Multi-tenant / per-user checkpoint querying with AsyncPostgresSaver

Hi @Shahar19

I think checkpoint_ns is for internal purposes - a hierarchical identifier of where you are in the graph/subgraph tree. Each subgraph or nested task gets its own namespace, so its checkpoints don’t collide with others in the same thread.

It is also being used for time‑travel and subgraph state retrieval, streaming and debugging metadata as well as for handling nested graphs and scratchpads.

So, in almost all cases you should treat checkpoint_ns as internal and not hand‑craft or mutate it yourself. The runtime builds and manages it for you - you usually just propagate whatever config it gives you back when resuming/time‑traveling.

What I would go for is:

• Keep AsyncPostgresSaver’s schema as‑is and treat it as an internal state store.
• Make thread_id your conversation ID and ensure it is globally unique (e.g. UUID/ULID).
• Model tenants/users outside the checkpointer:
  • a separate conversations table keyed by thread_id with tenant_id and user_id columns + RLS on that table.
  • optional/secondary: also store tenant_id / user_id in the metadata JSONB column that the Postgres checkpointer already persists and index it.
• Do not overload checkpoint_ns or encode user into thread_id for multi‑tenancy; use them only as secondary dimensions if you really need to.
• Leave adelete_thread’s behavior (delete by thread_id only) alone; if you need finer‑grained deletion by namespace, add a separate helper instead of changing that method’s contract.

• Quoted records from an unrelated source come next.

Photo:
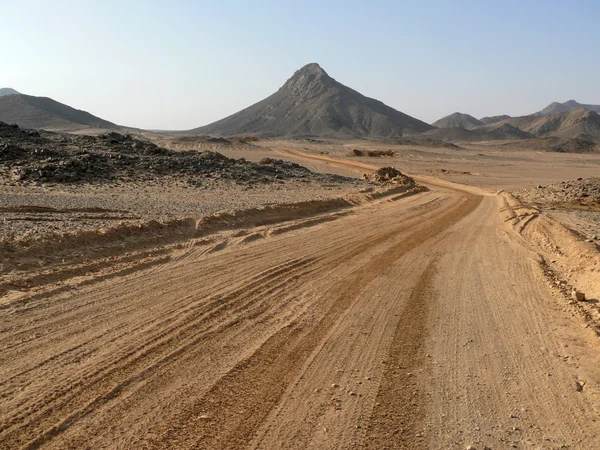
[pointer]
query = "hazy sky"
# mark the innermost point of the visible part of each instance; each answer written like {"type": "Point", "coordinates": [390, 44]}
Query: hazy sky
{"type": "Point", "coordinates": [182, 64]}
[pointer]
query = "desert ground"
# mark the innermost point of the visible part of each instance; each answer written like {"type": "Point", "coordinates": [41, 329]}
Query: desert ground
{"type": "Point", "coordinates": [295, 310]}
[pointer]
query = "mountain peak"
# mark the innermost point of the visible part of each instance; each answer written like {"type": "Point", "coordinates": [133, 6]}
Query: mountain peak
{"type": "Point", "coordinates": [310, 78]}
{"type": "Point", "coordinates": [311, 103]}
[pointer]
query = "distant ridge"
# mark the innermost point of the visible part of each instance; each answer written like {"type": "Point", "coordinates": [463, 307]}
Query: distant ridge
{"type": "Point", "coordinates": [571, 105]}
{"type": "Point", "coordinates": [580, 123]}
{"type": "Point", "coordinates": [45, 113]}
{"type": "Point", "coordinates": [458, 120]}
{"type": "Point", "coordinates": [494, 119]}
{"type": "Point", "coordinates": [8, 91]}
{"type": "Point", "coordinates": [311, 103]}
{"type": "Point", "coordinates": [494, 132]}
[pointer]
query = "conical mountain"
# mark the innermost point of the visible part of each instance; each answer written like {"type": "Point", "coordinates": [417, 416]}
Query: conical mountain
{"type": "Point", "coordinates": [311, 103]}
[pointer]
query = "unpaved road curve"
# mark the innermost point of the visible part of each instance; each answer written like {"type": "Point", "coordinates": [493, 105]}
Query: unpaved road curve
{"type": "Point", "coordinates": [417, 323]}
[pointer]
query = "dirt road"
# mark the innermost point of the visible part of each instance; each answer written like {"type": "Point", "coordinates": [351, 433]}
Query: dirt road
{"type": "Point", "coordinates": [417, 323]}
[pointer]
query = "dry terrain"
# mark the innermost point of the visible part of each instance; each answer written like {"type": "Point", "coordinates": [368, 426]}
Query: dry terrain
{"type": "Point", "coordinates": [281, 313]}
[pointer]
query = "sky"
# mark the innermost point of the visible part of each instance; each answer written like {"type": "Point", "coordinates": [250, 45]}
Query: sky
{"type": "Point", "coordinates": [183, 64]}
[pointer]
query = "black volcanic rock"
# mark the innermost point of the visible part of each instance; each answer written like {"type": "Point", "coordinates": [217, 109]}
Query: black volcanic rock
{"type": "Point", "coordinates": [311, 103]}
{"type": "Point", "coordinates": [44, 113]}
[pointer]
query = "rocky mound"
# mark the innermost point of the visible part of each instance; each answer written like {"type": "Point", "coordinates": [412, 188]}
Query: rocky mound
{"type": "Point", "coordinates": [571, 105]}
{"type": "Point", "coordinates": [581, 193]}
{"type": "Point", "coordinates": [311, 103]}
{"type": "Point", "coordinates": [371, 153]}
{"type": "Point", "coordinates": [494, 119]}
{"type": "Point", "coordinates": [8, 91]}
{"type": "Point", "coordinates": [43, 113]}
{"type": "Point", "coordinates": [458, 120]}
{"type": "Point", "coordinates": [581, 124]}
{"type": "Point", "coordinates": [556, 144]}
{"type": "Point", "coordinates": [390, 175]}
{"type": "Point", "coordinates": [495, 132]}
{"type": "Point", "coordinates": [63, 158]}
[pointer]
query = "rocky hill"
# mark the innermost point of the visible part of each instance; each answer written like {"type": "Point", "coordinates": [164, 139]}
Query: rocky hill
{"type": "Point", "coordinates": [571, 105]}
{"type": "Point", "coordinates": [44, 113]}
{"type": "Point", "coordinates": [494, 132]}
{"type": "Point", "coordinates": [580, 124]}
{"type": "Point", "coordinates": [494, 119]}
{"type": "Point", "coordinates": [7, 91]}
{"type": "Point", "coordinates": [458, 120]}
{"type": "Point", "coordinates": [311, 103]}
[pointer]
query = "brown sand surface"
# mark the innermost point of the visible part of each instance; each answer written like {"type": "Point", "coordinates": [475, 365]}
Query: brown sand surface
{"type": "Point", "coordinates": [433, 319]}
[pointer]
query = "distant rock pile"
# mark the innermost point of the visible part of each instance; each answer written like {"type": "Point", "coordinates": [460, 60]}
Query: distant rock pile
{"type": "Point", "coordinates": [583, 192]}
{"type": "Point", "coordinates": [62, 158]}
{"type": "Point", "coordinates": [390, 175]}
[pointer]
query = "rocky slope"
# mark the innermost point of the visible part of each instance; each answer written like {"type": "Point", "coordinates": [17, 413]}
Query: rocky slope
{"type": "Point", "coordinates": [44, 113]}
{"type": "Point", "coordinates": [311, 103]}
{"type": "Point", "coordinates": [458, 120]}
{"type": "Point", "coordinates": [581, 124]}
{"type": "Point", "coordinates": [500, 131]}
{"type": "Point", "coordinates": [494, 119]}
{"type": "Point", "coordinates": [571, 105]}
{"type": "Point", "coordinates": [8, 91]}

This approach aligns with how the Postgres checkpointer is implemented and used in the LangGraph docs and tests, while giving you clean SQL and RLS control.

Practical pattern

1. Schema

Create an application‑level table that owns the tenant/user relationship and conversation metadata, and use its primary key as thread_id:

CREATE TABLE conversations (
  id           uuid PRIMARY KEY,        -- this will be your thread_id
  tenant_id    uuid NOT NULL,
  user_id      uuid NOT NULL,
  title        text,
  created_at   timestamptz NOT NULL DEFAULT now(),
  updated_at   timestamptz NOT NULL DEFAULT now()
);

Then treat checkpoints.thread_id as a foreign key to conversations.id conceptually, even if you don’t add an actual FK constraint (you can, but you’ll have to maintain it yourself since the library doesn’t create it).

When you invoke the graph:

• Use thread_id = conversations.id in config["configurable"].
• Keep checkpoint_ns for its intended use (graph namespace / branch), usually "" for a single graph per conversation.

You can optionally also duplicate tenant_id and user_id into metadata when writing checkpoints, e.g. using get_serializable_checkpoint_metadata(config, metadata) (called in aput) and custom code that injects those IDs into metadata before saving.

2. RLS

Put your primary RLS logic on conversations, for example:

ALTER TABLE conversations ENABLE ROW LEVEL SECURITY;

CREATE POLICY conversations_rls ON conversations
USING (
  tenant_id = current_setting('app.tenant_id')::uuid
  AND user_id = current_setting('app.user_id')::uuid
);

Then either:

• Only ever access checkpoints via authorized thread_id values from conversations in your FastAPI layer (simplest); or
• Add RLS on checkpoints that joins to conversations:

ALTER TABLE checkpoints ENABLE ROW LEVEL SECURITY;

CREATE POLICY checkpoints_rls ON checkpoints
USING (
  EXISTS (
    SELECT 1
    FROM conversations c
    WHERE c.id = checkpoints.thread_id
      AND c.tenant_id = current_setting('app.tenant_id')::uuid
      AND c.user_id   = current_setting('app.user_id')::uuid
  )
);

That way, row ownership lives in your own schema, not in the checkpointer internals, and you can easily query “all conversations for a user”, “all conversations for a tenant”, etc., without fighting the checkpointer’s shape.

3. How this gives you your three operations

• List all users’ conversations (latest checkpoint per thread per user)

  • Get the list of conversations from your conversations table (it is already tenant/user‑scoped by RLS).
  • For each conversation, either:
    • Use graph.get_state() / checkpointer.aget_tuple(...) with the thread_id and default checkpoint_ns to fetch current state, or
    • Run a custom SQL query on checkpoints if you need DB‑side aggregation.

• Fetch a specific user’s conversation (by user + thread_id)

  • First select from conversations with WHERE id = :thread_id AND tenant_id = :tenant AND user_id = :user (enforced again by RLS).
  • Then call graph.get_state / aget_tuple for that thread_id.

• Delete a specific user’s conversation history

  • Delete from conversations (optionally with ON DELETE CASCADE if you add an FK).
  • Or call await checkpointer.adelete_thread(thread_id) from your FastAPI handler and then delete from conversations (or mark it as archived).

This keeps LangGraph’s checkpointer as a pure state store, and your own schema as the source of truth for tenants/users and conversations.